Ivy o tratava como trataria a um conhecido. Alguém com quem ela não tivesse muita intimidade e desejasse manter as coisas como estavam. Não houve mais sorrisos fáceis, toques casuais de mãos e nenhuma visita ao seu escritório para ver o que ele estava criando. O que era conveniente, dizia Tanner para si mesmo, uma vez que o jogo no qual estava trabalhando tinha agora um anjo vingador com o rosto e o corpo de Ivy Holloway.
Ele não conseguia tirá-la de sua mente do mesmo modo que não conseguia evitar que o seu corpo respondesse a ela.
Meu Deus, como ele a desejava.
Toda vez que ele a via, ele se lembrava do que tinham compartilhado naquela noite incrível. Mas sempre que ele pensava em reavivar a paixão entre eles, algo o detinha. Talvez fosse aquela última conversa. Ela deixou claro o bastante que não estava interessada em mais uma rodada de sexo selvagem. E ele preferia morrer a forçar uma mulher a deitar em sua cama, pelo amor de Deus.
Além disso, havia algo mais.
Ela tinha sido muito vaga sobre por que se afastara dele. Aquilo o deixara pensativo. Por mais que ele a desejasse e admirasse, Tanner não podia negligenciar o fato de ela ser uma variável desconhecida. Ele gostava de ordem em sua vida pela simples razão que, quando criança, sua vida fora um caos. Com regras e ordem, não havia espaço para confusão.
Não havia espaço para a dor ou a traição.
Mas você tem um cão, argumentou-lhe a mente.
Mas Hairy era diferente, assegurou a si mesmo. Um cão aprendia regras e, principalmente, obedecia a elas. Mas e uma mulher como Ivy? Quente e depois fria? Ele não podia prever o que ela diria ou faria de um momento para o outro. Ela nem mesmo acreditava em regras.
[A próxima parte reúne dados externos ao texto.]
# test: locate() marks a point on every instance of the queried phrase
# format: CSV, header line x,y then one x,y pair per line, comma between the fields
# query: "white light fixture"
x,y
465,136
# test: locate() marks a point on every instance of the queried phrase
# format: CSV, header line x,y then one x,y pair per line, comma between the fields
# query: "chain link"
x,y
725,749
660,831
A vida com Ivy certamente seria um tumulto.
As vezes, ele pensava sobre o toque de sua pele, o gosto de sua boca, a sensação inebriante de possuí-la e dizia para si mesmo que talvez o caos tivesse algum espaço no mundo dele. Então, ele voltava a si e percebia que o sexo só causaria problemas. Era melhor manter o equilíbrio. Manter a relação tão platônica quanto ela parecia estar querendo.
- Provavelmente seja o melhor a fazer - murmurou.
Tanner só queria poder parar de pensar nela a cada minuto.
Ele acariciou o cão e então se recostou na cadeira do escritório. Em seguida, mandou um e-mail para os programadores de sua empresa. Ele já estava quase acabando os esboços dos personagens para o novo jogo e, enquanto pensava, olhou para a mulher que desenhara naquela manhã. Era a cara de Ivy estampada naquela página. Seus olhos, seu nariz, sua boca inchada pelos seus beijos. A mulher brandia uma espada luminosa no ar e as asas que saíam de suas costas estavam carregadas de poder.
Primeiro, ela se tomara Lady Gwen. Agora, pensou, era Aurelia, a Vingadora.
Ele estava em má forma.
- Maldição - murmurou Tanner, afastando os pensamentos de sua mente. Ele estava começando um novo jogo. Algo que ele geralmente fazia muito bem. Construindo personagens, criando cenas, inventando as regras e meandros a serem seguidos. Regras. Jogos, assim como a vida, precisavam de regras. Mas Ivy continuava quebrando todas.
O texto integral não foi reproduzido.